The team replaced damaged ties and installed a new cabling system to help keep them in place through heavy rains, erosion and other environmental factors. They also added more erosion mitigation on the sides of the ties. Materials were flown in by helicopter, trucked in by all terrain vehicles and carried in by the crew. It was not an easy job by any stretch of the imagination. If you happen to come upon one of the Timberline Incline repair crewmembers, we suggest you thank them profusely, buy them a beer or shake their hand. Why? Check this out.

Their day started at 6 a.m., where they traveled a rather precarious route to get to the steep section of the incline. Some of the crew would actually hike up the Incline from the bottom to the job site when there wasn’t enough room on the transport vehicles. Imagine that for a second. You’ve hiked this monstrosity. Now imagine that hike in full gear, carrying construction equipment, wearing a hard hat, then working all day after reaching the top. Yeah. These guys are pretty rad, right?

The team at the bottom of the work line had to do double duty in precaution: picking their footing carefully as they worked and always being vigilant about hazards from the work above, like falling rocks dislodged from the soil.

Did we mention that they had to worry about their water freezing (the crew was consuming 70 gallons a week in Phase 2)? And trespassers with bad attitudes? If you’re reading this, Incline crew, we salute you. Thank you for all the work you’ve done.

Photo Credit: @brittwilltravel

What Lies Ahead: Tentative Re-Opening Date Set
Manitou Springs has set a theoretical ribbon cutting ceremony the Manitou Incline opening at 8 a.m. on Friday, Dec. 1. Obviously, that’s dependent on Colorado’s finicky weather patterns, as it could be a balmy 70 degrees … or there could be some sort of epic blizzard. Heck, we wouldn’t put it past the sky to hail, snow and then finish sunny all before noon.

Here’s a quick refresher on Incline survival (or check out this in-depth one, here).

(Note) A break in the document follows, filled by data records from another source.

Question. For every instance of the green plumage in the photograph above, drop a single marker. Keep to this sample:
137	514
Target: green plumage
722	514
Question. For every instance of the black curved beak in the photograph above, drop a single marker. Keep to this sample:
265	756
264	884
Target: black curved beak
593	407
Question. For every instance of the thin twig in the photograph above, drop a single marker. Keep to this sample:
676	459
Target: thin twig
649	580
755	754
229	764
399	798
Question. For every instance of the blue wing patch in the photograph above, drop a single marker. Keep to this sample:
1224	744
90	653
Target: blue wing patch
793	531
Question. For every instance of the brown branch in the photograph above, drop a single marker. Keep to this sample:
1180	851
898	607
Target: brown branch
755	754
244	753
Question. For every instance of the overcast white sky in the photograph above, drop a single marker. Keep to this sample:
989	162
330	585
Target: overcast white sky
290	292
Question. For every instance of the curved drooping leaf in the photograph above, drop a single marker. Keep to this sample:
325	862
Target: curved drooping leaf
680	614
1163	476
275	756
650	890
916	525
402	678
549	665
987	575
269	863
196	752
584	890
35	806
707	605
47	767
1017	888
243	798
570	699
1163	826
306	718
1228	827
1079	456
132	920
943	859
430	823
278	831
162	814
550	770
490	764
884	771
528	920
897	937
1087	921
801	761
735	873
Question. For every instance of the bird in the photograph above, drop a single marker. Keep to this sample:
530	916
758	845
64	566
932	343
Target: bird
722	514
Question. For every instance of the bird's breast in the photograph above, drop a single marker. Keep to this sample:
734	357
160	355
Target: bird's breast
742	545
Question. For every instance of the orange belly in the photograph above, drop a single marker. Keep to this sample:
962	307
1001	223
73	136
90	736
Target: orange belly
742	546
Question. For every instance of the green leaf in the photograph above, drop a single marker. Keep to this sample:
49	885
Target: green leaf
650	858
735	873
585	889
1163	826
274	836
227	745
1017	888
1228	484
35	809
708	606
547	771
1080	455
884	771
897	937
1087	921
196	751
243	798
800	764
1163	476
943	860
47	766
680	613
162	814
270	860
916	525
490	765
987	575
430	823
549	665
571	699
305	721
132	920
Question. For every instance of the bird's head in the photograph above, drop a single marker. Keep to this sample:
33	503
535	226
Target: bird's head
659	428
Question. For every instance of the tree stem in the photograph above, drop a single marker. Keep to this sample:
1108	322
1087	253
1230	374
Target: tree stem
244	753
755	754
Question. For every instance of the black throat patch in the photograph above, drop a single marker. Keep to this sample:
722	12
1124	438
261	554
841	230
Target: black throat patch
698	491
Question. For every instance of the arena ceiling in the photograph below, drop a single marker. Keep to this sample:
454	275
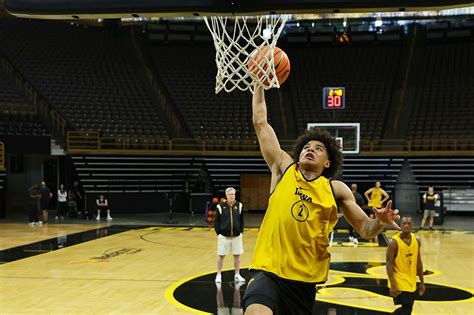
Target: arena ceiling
104	9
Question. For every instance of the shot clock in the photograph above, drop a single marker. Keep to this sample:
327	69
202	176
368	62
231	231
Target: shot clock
334	98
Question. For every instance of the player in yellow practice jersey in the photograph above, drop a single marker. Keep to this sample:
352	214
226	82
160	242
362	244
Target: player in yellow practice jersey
291	254
376	193
403	265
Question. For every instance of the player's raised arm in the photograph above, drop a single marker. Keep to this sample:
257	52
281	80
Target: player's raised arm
277	159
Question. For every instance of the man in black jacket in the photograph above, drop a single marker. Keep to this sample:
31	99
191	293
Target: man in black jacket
229	226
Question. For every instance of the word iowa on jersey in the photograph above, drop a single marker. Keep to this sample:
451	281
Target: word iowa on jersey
294	237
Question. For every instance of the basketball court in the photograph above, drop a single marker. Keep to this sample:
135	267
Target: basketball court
120	269
139	265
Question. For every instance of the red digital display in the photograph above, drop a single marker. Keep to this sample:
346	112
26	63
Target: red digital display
334	101
334	98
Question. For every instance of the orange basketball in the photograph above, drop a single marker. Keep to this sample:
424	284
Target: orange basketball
257	64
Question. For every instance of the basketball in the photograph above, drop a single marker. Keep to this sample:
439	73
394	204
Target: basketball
257	65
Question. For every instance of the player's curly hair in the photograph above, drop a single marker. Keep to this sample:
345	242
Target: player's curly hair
334	151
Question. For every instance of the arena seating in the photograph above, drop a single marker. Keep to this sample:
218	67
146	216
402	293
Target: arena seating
21	123
9	94
444	94
90	76
158	174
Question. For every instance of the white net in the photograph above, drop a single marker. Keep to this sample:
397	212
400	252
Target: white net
240	39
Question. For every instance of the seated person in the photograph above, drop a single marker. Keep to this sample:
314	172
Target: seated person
102	205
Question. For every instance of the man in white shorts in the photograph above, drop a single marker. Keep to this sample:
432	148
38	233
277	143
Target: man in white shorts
229	226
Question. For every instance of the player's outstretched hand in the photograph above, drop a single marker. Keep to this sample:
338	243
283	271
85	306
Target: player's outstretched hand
387	215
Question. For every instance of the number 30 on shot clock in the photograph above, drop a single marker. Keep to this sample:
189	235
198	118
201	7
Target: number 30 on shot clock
334	98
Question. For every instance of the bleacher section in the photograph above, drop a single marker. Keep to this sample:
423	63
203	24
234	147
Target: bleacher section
10	95
444	94
443	172
136	174
89	75
163	174
21	124
459	199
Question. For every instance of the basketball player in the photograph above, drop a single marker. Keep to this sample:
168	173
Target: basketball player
291	254
376	193
229	226
103	205
46	195
403	265
429	199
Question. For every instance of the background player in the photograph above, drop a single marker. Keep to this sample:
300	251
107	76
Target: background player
403	265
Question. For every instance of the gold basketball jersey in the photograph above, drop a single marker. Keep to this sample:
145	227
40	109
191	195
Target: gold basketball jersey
404	269
294	237
376	198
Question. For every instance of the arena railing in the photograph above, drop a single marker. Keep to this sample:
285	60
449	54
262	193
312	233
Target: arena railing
91	141
2	155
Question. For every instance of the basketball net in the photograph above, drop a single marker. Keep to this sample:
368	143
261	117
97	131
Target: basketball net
236	41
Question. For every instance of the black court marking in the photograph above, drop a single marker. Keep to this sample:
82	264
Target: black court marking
45	246
201	293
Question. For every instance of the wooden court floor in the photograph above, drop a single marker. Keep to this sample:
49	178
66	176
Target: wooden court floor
158	270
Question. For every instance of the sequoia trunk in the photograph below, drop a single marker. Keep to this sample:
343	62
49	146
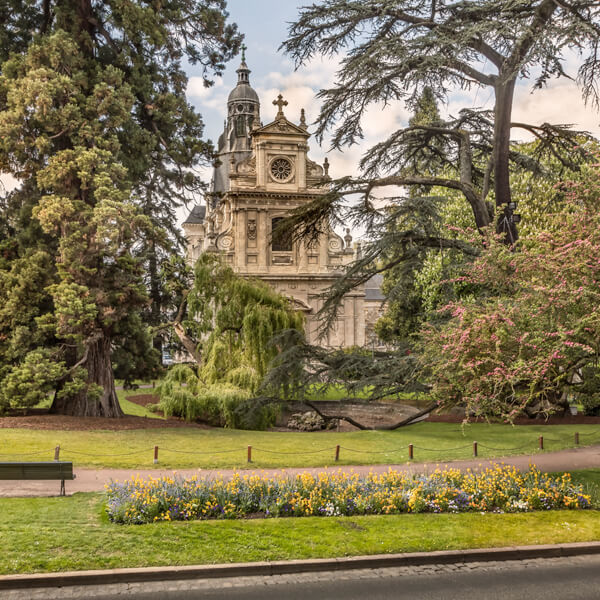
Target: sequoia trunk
99	369
501	151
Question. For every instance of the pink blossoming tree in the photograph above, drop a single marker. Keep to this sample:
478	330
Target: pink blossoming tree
532	336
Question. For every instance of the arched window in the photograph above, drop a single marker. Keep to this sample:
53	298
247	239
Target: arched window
281	241
240	126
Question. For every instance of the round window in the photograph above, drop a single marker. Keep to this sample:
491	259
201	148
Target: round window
281	169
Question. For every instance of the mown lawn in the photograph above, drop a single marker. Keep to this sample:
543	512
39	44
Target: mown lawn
227	448
73	533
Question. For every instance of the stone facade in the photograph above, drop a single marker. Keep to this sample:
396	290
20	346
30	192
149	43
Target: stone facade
264	172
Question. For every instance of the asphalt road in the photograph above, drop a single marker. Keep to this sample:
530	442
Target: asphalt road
573	578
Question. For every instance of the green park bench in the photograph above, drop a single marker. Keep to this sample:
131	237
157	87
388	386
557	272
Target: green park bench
60	470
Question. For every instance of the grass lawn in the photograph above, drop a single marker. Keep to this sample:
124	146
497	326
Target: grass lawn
73	533
226	448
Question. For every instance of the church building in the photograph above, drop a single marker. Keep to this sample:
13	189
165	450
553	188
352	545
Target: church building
262	173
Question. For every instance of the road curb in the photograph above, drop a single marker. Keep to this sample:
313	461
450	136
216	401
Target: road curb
380	561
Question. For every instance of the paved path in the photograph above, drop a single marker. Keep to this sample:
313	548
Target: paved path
569	578
91	480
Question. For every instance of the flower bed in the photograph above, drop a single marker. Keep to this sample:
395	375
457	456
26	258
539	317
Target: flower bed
498	489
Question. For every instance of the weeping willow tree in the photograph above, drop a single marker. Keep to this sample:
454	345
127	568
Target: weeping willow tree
230	328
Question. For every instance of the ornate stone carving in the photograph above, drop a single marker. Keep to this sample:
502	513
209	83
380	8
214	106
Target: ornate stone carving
281	259
313	169
335	243
225	242
247	167
281	168
251	229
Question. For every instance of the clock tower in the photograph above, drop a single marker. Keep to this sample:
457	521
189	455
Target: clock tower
262	173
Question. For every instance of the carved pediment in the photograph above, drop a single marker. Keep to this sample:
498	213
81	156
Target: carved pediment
282	125
247	166
313	169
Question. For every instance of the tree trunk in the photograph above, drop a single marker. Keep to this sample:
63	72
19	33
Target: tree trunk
505	90
99	369
155	296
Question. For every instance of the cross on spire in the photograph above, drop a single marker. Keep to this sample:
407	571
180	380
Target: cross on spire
280	103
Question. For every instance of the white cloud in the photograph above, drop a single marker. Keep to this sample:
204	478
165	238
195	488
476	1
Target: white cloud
197	89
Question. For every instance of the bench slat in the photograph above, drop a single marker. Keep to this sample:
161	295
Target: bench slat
36	470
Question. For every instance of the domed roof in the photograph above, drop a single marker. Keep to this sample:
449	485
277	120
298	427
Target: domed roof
243	91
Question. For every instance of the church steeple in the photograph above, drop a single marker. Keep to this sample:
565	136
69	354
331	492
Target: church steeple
243	70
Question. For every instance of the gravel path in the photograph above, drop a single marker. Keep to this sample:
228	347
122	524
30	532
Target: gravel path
94	480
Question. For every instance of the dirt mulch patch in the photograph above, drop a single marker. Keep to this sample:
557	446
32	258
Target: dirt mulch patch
40	419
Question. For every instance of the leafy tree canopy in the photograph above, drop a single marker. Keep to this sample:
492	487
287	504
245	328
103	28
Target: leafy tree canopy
531	336
392	51
93	120
233	323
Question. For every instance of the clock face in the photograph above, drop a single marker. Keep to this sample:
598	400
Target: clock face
281	169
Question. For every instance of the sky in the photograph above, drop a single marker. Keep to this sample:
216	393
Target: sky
265	23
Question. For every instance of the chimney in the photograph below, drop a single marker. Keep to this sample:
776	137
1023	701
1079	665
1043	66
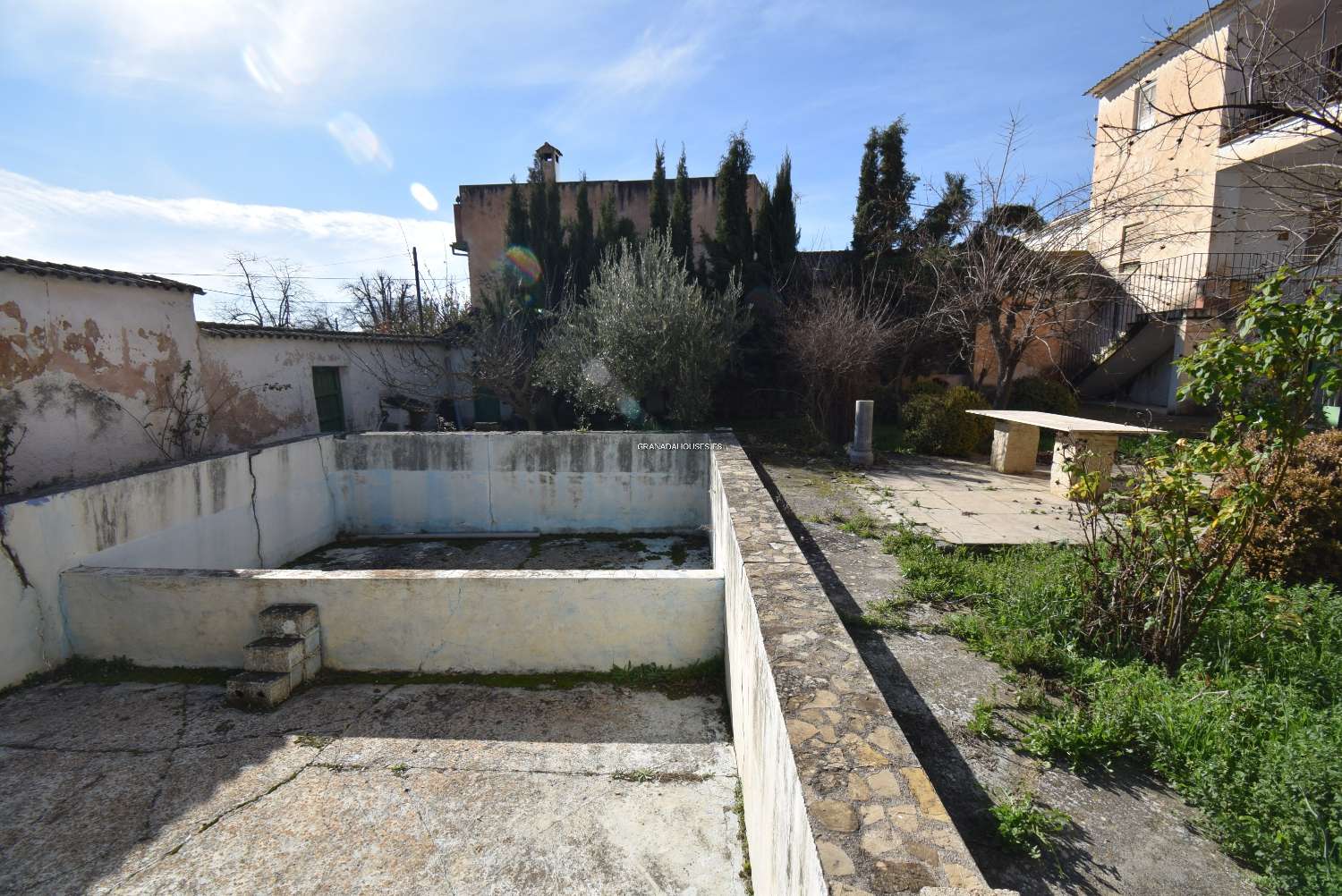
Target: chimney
549	158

  • Since it will likely be cold, we’ll go ahead and remind you to bundle up. It gets colder the closer you get to the top. Layers are the key to enjoyment, allowing you to cool off and warm up at will.
  • Bring a lot of water, not some piddly 16 oz. bottle, but a real water backpack or giant canteen. There’s no gas station on the route and you’ll supremely regret not heeding this warning.
  • Slap some sunscreen on the parts that will be exposed—the sun still works when it’s cold, it just doesn’t feel like it. That includes parts you cover in the beginning, but expose later on when you get too hot.
  • Bring chap stick and hearty snacks.
  • Wear good shoes.
  • Park smart in designated areas, NOT residential side streets or other private drives. We always recommend the shuttle.
  • Be a good trail steward: clean up after yourself, don’t cut switchbacks, don’t mess with trail structures and wildlife, etc.

Oh, and have a good time. You’ve waited forever to be reunited with your beloved stairway of doom. Make the most of it, live in the moment and feel the joy of finally being back together again. We’ll see you at the top!